Без этого бака не существовало бы, наверно, лукинского дома с торчащей из стены трубой и мелодичными ударами капель по кирпичу. Или же в том, что я не мог обойтись без него, сказалась папина черта характера — пристрастие к инженерии, к точному воспроизведению деталей, наследственная уверенность в том, что лишенная практической основы фантазия означает отход от правды? В данном случае было, пожалуй, именно так, ибо игнорирование такой существенной детали, как водонапорный бак, только из-за того, что мне неприятен его цвет, означало бы выбор легкого пути.
Наконец я подобрал наиболее подходящий цвет. Рядом ложился размытый серый с зелеными наплывами.
Я подумал: как отнесется к этому мама?
Марина совершенно легла лицом на альбом и с одной стороны стерла карандаш до самой деревяшки, так что больно было смотреть и невыносимо слышать, как терзал он бумагу.
— Мариночка, — сказал я, — ты себе глаза испортишь.

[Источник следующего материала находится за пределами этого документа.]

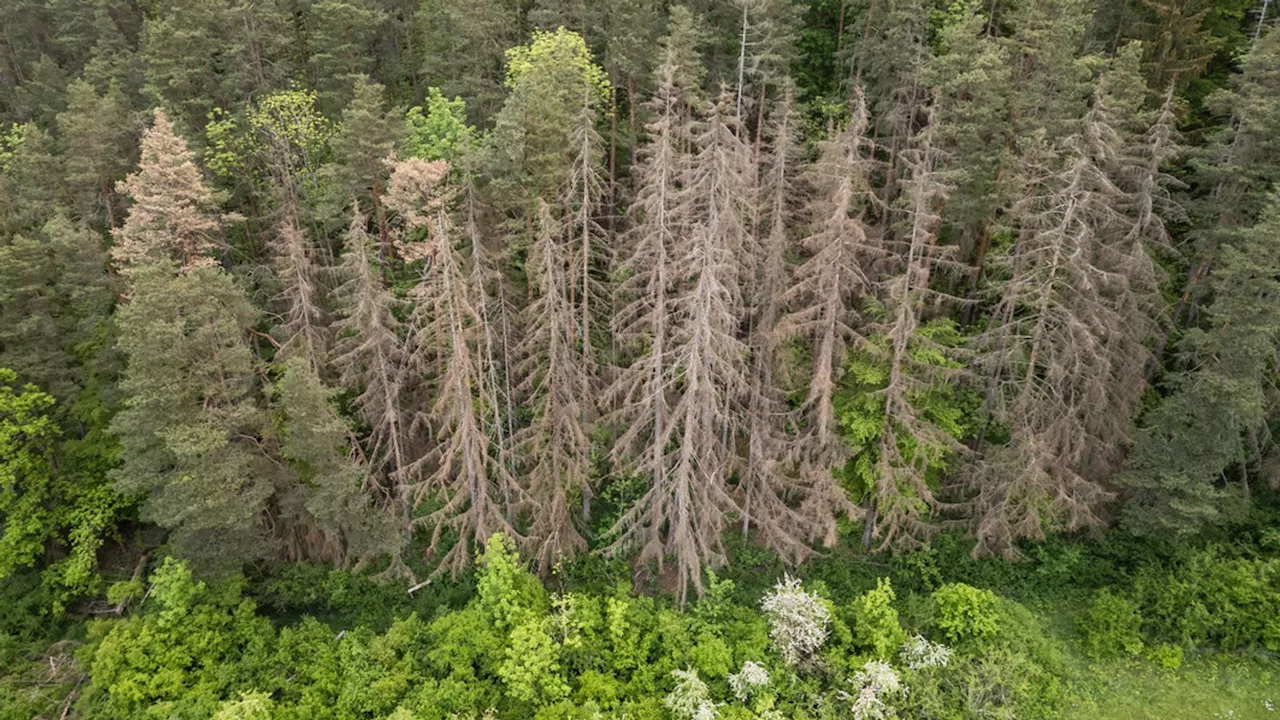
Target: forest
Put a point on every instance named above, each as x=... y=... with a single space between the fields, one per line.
x=632 y=359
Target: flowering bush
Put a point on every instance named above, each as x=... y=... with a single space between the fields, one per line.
x=690 y=698
x=876 y=684
x=750 y=677
x=798 y=620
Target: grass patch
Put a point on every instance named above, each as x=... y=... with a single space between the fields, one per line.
x=1202 y=689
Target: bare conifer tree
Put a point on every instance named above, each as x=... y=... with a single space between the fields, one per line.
x=766 y=486
x=643 y=323
x=172 y=213
x=909 y=443
x=460 y=466
x=1047 y=354
x=369 y=351
x=823 y=305
x=554 y=446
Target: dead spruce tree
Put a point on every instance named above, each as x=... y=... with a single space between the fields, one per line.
x=823 y=304
x=912 y=440
x=368 y=354
x=766 y=486
x=288 y=135
x=1046 y=355
x=554 y=449
x=457 y=468
x=172 y=212
x=682 y=386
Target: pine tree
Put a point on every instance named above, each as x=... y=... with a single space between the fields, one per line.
x=552 y=82
x=823 y=304
x=369 y=351
x=361 y=146
x=96 y=136
x=55 y=297
x=205 y=54
x=464 y=44
x=554 y=447
x=341 y=36
x=170 y=213
x=972 y=76
x=30 y=180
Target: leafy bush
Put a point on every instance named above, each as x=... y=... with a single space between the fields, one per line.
x=798 y=620
x=1207 y=598
x=876 y=624
x=967 y=615
x=1111 y=625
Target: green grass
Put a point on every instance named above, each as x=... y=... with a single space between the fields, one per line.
x=1202 y=689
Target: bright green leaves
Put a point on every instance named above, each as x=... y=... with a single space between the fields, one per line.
x=561 y=53
x=439 y=130
x=44 y=507
x=291 y=122
x=967 y=615
x=937 y=401
x=876 y=625
x=27 y=437
x=10 y=141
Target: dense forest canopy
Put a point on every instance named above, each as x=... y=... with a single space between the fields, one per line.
x=634 y=290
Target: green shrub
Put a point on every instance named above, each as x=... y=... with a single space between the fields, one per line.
x=1112 y=624
x=1168 y=656
x=876 y=624
x=1207 y=598
x=967 y=615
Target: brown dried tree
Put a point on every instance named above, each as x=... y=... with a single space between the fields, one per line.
x=369 y=351
x=460 y=466
x=1047 y=354
x=766 y=486
x=823 y=306
x=904 y=509
x=172 y=212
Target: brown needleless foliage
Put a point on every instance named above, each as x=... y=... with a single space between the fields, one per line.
x=172 y=212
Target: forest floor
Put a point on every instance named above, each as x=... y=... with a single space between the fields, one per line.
x=1205 y=688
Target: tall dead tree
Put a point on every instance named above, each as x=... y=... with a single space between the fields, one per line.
x=910 y=443
x=554 y=447
x=766 y=484
x=369 y=351
x=823 y=304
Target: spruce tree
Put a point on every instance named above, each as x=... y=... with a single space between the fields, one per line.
x=170 y=213
x=554 y=447
x=369 y=352
x=1192 y=460
x=190 y=428
x=323 y=511
x=823 y=305
x=471 y=490
x=364 y=141
x=96 y=133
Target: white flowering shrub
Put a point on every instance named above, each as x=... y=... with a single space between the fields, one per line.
x=876 y=684
x=690 y=698
x=798 y=620
x=919 y=654
x=748 y=679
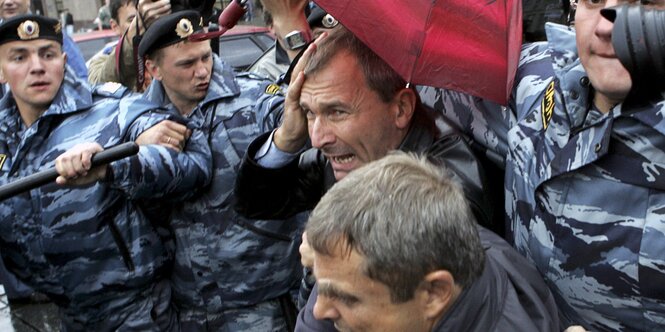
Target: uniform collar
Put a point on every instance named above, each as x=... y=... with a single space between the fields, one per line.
x=74 y=95
x=571 y=76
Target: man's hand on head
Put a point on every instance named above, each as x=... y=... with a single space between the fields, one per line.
x=166 y=133
x=75 y=165
x=292 y=134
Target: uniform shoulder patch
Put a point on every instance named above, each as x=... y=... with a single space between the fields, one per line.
x=547 y=105
x=273 y=89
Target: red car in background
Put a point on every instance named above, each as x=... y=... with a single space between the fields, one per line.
x=239 y=47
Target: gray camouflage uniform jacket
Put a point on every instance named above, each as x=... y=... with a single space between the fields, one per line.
x=585 y=191
x=90 y=248
x=228 y=266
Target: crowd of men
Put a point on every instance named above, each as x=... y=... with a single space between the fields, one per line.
x=339 y=198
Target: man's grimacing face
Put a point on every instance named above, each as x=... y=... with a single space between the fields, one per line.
x=347 y=120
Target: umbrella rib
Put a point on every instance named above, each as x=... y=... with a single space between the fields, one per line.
x=422 y=44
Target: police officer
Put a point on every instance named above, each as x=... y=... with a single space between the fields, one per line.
x=86 y=245
x=585 y=185
x=231 y=273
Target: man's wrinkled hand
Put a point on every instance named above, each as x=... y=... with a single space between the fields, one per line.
x=74 y=166
x=166 y=133
x=292 y=134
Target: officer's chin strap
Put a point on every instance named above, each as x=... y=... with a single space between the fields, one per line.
x=139 y=65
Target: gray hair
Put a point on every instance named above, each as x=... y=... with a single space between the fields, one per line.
x=379 y=76
x=406 y=217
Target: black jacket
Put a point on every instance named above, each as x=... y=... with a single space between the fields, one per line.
x=263 y=193
x=510 y=295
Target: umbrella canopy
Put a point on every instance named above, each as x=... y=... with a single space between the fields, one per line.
x=470 y=46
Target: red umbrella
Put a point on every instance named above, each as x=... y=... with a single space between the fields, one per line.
x=470 y=46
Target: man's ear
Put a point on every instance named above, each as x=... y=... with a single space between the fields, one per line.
x=405 y=104
x=152 y=69
x=440 y=293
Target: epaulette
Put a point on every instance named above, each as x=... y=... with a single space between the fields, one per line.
x=110 y=90
x=272 y=89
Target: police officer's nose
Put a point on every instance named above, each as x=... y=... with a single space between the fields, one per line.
x=320 y=132
x=201 y=71
x=36 y=64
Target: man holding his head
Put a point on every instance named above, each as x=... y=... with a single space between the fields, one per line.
x=396 y=248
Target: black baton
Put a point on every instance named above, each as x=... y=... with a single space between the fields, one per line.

— Так интересней, — сказала Марина точь-в-точь как моя Леля, но послушалась, села прямо и взяла другой карандаш. До чего же они похожи — тетя и племянница! Я находил общее в нетерпеливом движении их лиц, в рассеянной манере слушать — черты, которые меня раздражали в маме, трогали в бабушке и которые я с удивлением замечал в себе самом.
Как все-таки отнесется к этому мама?
— Вылитый папаша, — скажет она после того, как ошеломляющее известие — мое решение — станет известно ей, и, справившись с ним, добавит: — Жениться в двадцать лет, родить ребенка, потом расходиться — вылитый папаша!
В глазах ее застынет брезгливое выражение судьи эпохи матриархата.
— Вылитый папаша, — скажет мама, точно давно уже предвидела эту запись в моем генетическом коде, наследственное проклятье.
Она, конечно, скажет так, вне зависимости от своего отношения к Кате, откажется от победы в силу неизбывной женской черты — солидарности с побежденными.
— Мои дети рисуют, — произнесла мама, заходя со спины, и я почувствовал неприятный холодок между лопатками, словно она читала мои мысли, рассматривая этюд.
Я вздрогнул и обернулся.
На какой-то миг время остановилось, как в тот раз на шоссе, когда я почувствовал легкий толчок в спину, словно кто-то сидящий сзади тронул меня за плечо. Я обернулся и увидел автобус, повисший в воздухе, в сиянии ореола сверкающих на солнце осколков стекла. Мгновение длилось, стекла не оседали, автобус висел в воздухе, чуть завалившись на бок, как большой неуклюжий зверь в прыжке, потом вдруг все встало на свои места, чтобы не двигаться до приезда инспектора, а я вышел из помятой машины и некоторое время почти не мог дышать, думал, что отбиты легкие.